Como esperaba, la misericordia del Señor aparece de múltiples maneras. Tengo mi parte de problemas intestinales, así como gripe y resfriado. Pero tengo la oportunidad de hablar con devotos aventajados que me inspiran con sus realizaciones y servicios al Señor. Consigo celebrar Govardhana Puja y el día de la desaparición de Prabhupada en el más santo de los lugares santos del mundo. Recibo regalos y prasada de los devotos con los que me encuentro. Un devoto me da un chal que Radharani llevaba en el altar. Otro devoto nos trae a mi esposo y a mí, cuando estamos a punto de marchar de Vrindavana, los collares de flores que llevaban Krishna y Balarama.
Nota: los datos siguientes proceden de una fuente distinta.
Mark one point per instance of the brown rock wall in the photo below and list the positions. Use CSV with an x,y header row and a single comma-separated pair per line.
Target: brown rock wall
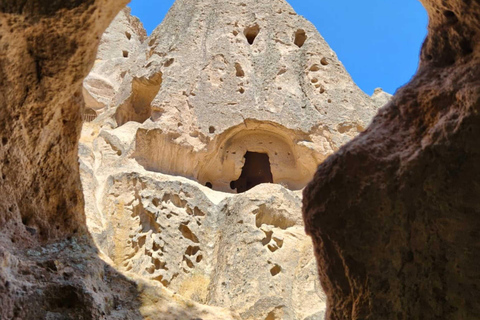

El mayor de los regalos son las mañanas dedicadas a cantar el japa con toda atención, sintiendo más conexión con los santos nombre de Krishna de la que he sentido nunca. Aunque me vaya de Vrindavana, los santos nombres de Krishna vendrán conmigo allá donde vaya. Igual que Krishna y Vrindavana son iguales, también lo son Krishna y Sus santos nombres. Yo he venido a Vrindavana a profundizar mi relación con Krishna en la forma de Su santo nombre, y siento que ese deseo se ha cumplido.

Meditaciones

Mientras espero sentada en el aeropuerto de Nueva Delhi, esperando nuestro vuelo de regreso a casa, que sale a la 1:30 de la mañana, medito en las cosas de Vrindavana que no voy a echar de menos:

No echaré de menos las manadas de monos que se congregan por todas partes.

No echaré de menos los cerdos, los desagües abiertos y la basura de las calles.

No echaré de menos los cohetes y fuegos artificiales que explotan a todas horas cada noche, especialmente cuando estoy a punto de dormirme.

No echaré de menos el aire y el agua contaminados.

No echaré de menos los viajes en ricksha a Loi Bazaar, o los viajes en taxi a Govardhana o Nueva Delhi.

Echaré de menos el hermoso templo Krishna-Balarama, los bellos altares cubiertos de doseles de flores recién cortadas y las bellísimas formas embellecidas del Señor.

Echaré de menos los melodiosos kirtanas con cientos de voces cantando juntos las glorias del Señor.

Echaré de menos cantar en el samadhi de Prabhupada durante las primeras horas del día.

Echaré de menos cantar en la cálida y acogedora habitación de Prabhupada.

Echaré de menos ir descalza por las suaves arenas que rodean la colina Govardhana, mientras contemplo las blancas vacas de ojos de loto que nos rodean en Govinda Kund, donde cantamos un suave kirtana.

Echaré de menos escuchar la clase de Srimad-Bhagavatam que dan tantos devotos mayores.

Echaré de menos los pequeños vasos hechos de hojas de plátano llenos de kitri caliente, maha-prasada, que compro cada día por cinco rupias, al final de la clase.

Echaré de menos los muchos y fantásticos devotos que vinieron a Vrindavana este santo mes de (Kartika) y los incondicionales residentes que tuve la buena fortuna de conocer.

Echaré de menos que alguien me lave y planche la ropa cada día por unas pocas rupias.

Echaré de menos la ausencia de noticias mundanas.

Pido que Radharani me permita regresar pronto y, algún día, ir más allá del Vrindavana externo. Espero que un día sea capaz de ver el hogar eterno del Señor en toda su belleza y esplendor y me pueda ocupar haciendo servicio devocional ininterrumpido e inmotivado a Sri Sri Radha-Syamasundara.